The bells made a noise he could hear, a faint, sweet sound that he could just make out, over and over when he pulled on the ropes. He began the noise, but they brought it forth, they rang. He tugged and dragged and burnt his hands sometimes on the heavy ropes, but it was Big Maria and Little Maria and Grand Maria who sang for him.

He could not hear Him, but He had hands that made words and meant things, and with His hands He guided him through the cathedral. He knew his way about it partly because he'd explored it in all the years he'd lived there, and partly because He had shown him the secret spots and the hidden chambers and the places where it was safe to sit and watch the services and the people with their candles and prayers.

It was He who loved him. No one loved him in all the world, but He did, like Jesus-Christ who loved all the people, even the lepers and the blind and the unclean, even the ugly people. Just like Jesus-Christ, He loved the ugly people. And he, who never quite understood beauty because the cathedral was not beautiful, she was sombre, saw that His eyes were beautiful.

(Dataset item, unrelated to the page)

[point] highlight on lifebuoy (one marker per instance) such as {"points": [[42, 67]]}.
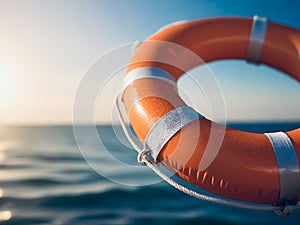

He saw that the cathedral was his mother, his lady, his one safe place, and He was her son, like Notre Dame and Jesus-Christ. Like the cathedral, He was his one safe thing. He loved him. He stretched out His hands and dipped them in the font and blessed him and baptised him when someone else ought to have drowned him. He touched him and didn't strike him. He didn't curse him.

He loved him.

Younger Brother, who often came to see Him, did not love Him. This was only clear to see, even when his eyes were so misshapen and set so peculiarly in his face. He wasn't happy until Younger Brother had left and He was satisfied again.

So he waited by the door when Younger Brother came again, and watched vigilantly until he left, and when he was gone, crept through the doorway to see Him. For the first time--the only time he had ever known such a thing--he saw that He was weeping, and with his big, clumsy, rough hands, with burns and marks from pulling the bell-ropes, he touched His hands and covered them.

Then He kissed him gently and spoke soundlessly, and he once again remembered that He loved him, and when he rang the bells, he rang them for Him. Faraway beautiful sounds for kind beautiful eyes. He never quite understood beauty, because he was not beautiful at all, but he knew that two things were. The bells and Him.

They were all that really mattered, those two things.